Ashok Dubey, Phd, senior scientist and lead for nutrition sciences at TATA Chemicals (a supplier of chemical ingredients to food and drink producers), agrees. Dubey feels that the benefits of probiotics have been diminished in the minds of consumers. He notes that when probiotics first began appearing in foods 20 years ago, they were claimed to be able to solve any and all health ailments.
“There’s a greater understanding that our gut microbiota is so complex, if the food we eat is so complex, then the solution we should provide should be a combination of all of this,” he says. Dubey is seeing more patents combining probiotics and prebiotics, a complex solution that he says looks at whole health.
But, he notes, any claim with -biotics must be validated by scientific research.

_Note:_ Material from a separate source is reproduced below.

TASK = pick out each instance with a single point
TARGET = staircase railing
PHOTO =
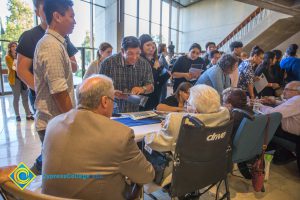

Traditional Foods vs. Clinical Trials
Hannah Crum, president of Kombucha Brewers International (KBI), takes issue with the need to validate every health claim with scientific research. “We shouldn’t displace a huge body of traditional knowledge in favor of pharmaceuticals,” she says.
Making health claims around -biotics has been challenging for the kombucha industry. “It doesn’t honor what food does for us nutritionally,” she adds. Today’s food industry is so heavily regulated that foods traditionally consumed by humans for centuries – like kombucha – can’t put a health claim on a label without proving benefits in a human clincal trial.
“It’s frustrating,” Crum says. ““In fact, because there is no definition of the word probiotic from a legal perspective, it leaves our brands vulnerable to be attacked by parasitic lawyers who just want to extract value from large corporations because they can.”
“In my opinion, we need to honor the fact that all traditionally fermented foods are probiotic by nature instead of saying ‘Well you need the research to prove it,’” she says.